Her look was a little glassy. "What?" she said.
" I don't finish. Orgasm is a complex random firing of neurons. I don't have neurons, and nothing I do is truly random. It wouldn't work."
"Holy fuck." Cyndi blinked at him. "So what does it feel like?"
"Pleasant. In a very complicated way."
She cocked her head and thought about this for a moment. "That's about right,"
she concluded. She snorted another pair of lines and looked at him brightly.
"I got a job," she said. "That's how I was able to afford the coke. A Christmas present for myself." He smiled. "Congratulations."
"It's in California. A commercial. I'm in the hand of this giant ape, see, and I'm rescued by Bud Man. You know, the guy in the beer ads.

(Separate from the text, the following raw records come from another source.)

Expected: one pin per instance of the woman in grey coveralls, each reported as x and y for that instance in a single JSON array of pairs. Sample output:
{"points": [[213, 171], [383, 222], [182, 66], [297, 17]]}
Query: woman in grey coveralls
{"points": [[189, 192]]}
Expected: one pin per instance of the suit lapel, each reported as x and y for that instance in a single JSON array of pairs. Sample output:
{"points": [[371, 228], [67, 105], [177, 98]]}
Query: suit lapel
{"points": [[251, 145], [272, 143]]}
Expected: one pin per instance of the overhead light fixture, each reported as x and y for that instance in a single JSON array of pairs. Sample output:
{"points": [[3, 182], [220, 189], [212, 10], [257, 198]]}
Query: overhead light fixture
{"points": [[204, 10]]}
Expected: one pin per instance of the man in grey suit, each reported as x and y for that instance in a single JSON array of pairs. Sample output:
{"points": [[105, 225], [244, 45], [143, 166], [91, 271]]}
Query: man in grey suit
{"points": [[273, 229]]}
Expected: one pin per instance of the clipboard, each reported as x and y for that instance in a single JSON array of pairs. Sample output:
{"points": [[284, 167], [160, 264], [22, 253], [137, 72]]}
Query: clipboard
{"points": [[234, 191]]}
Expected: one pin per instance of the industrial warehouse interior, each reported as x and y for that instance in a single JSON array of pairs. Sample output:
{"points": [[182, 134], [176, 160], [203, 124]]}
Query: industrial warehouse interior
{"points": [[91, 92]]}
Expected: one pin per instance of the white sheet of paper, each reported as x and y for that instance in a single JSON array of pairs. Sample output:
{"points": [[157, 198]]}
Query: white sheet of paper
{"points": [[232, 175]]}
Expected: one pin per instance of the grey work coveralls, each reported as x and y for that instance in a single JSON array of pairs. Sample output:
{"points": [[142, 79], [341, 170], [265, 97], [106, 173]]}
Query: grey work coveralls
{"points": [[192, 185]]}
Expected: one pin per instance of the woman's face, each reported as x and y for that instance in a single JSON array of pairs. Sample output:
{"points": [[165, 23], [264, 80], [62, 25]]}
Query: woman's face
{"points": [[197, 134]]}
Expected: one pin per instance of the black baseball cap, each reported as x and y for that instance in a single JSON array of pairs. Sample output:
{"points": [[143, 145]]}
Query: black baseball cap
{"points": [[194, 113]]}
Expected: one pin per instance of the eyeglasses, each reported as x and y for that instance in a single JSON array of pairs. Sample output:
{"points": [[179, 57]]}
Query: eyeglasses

And then at the end-"
She rolled her eyes. "At the end we're all happily drunk, Bud Man, the ape, and me, and I ask the ape how he's doing, and the ape belches." She frowned. "It's kind of gross."
"I was about to say."
"But then there's a chance for a guest shot on TwentyDollar Hotel. I get to have an affair with a mobster or something. My agent wasn't too clear about it." She giggled.
"At least there aren't any giant apes in that one. I mean, one was enough."
"I'll miss you," the android said. He wasn't at all sure how he felt about this.
Or, for that matter, if what he felt could in any way be described as feeling.
Cyndi sensed his thoughts. "You'll get to rescue other nice ladies."
"I suppose. None nicer than you, though."
She laughed some more. "You have a way with a compliment," she said.
"Thank you," he said.
She patted him on his dome. "It'll be a week or so before I have to leave. We can spend some time together."
"I'd like that." The android was considering his yearning for experience, the strange fashion his career had of providing it, the way it seemed to him that the experience provided was not enough, would never prove enough.
Infrared detectors snapped on and off in the android's plastic eyes as he floated over the street. Gusts of wind tried to lash him into buildings. Except for the few hours he'd spent with Cyndi, he'd been doing this nonstop for four days. Below in the street, someone tossed a styrofoam cup out the window of a blue Dodge. Modular Man wondered where he'd seen that particular action before.
Macroatomic switches performed a silent superliminal sifting of data. And the android realized he'd been seeing that blue Dodge a lot, and in many of the same places Modular Man had been in the last few days-refugee centers, shelters, a ceaseless midnight patrolling of the streets. Whoever was in the Dodge was looking for someone. The android wondered if the Dodge was looking for the bag lady. Modular Man decided to keep the Dodge under observation.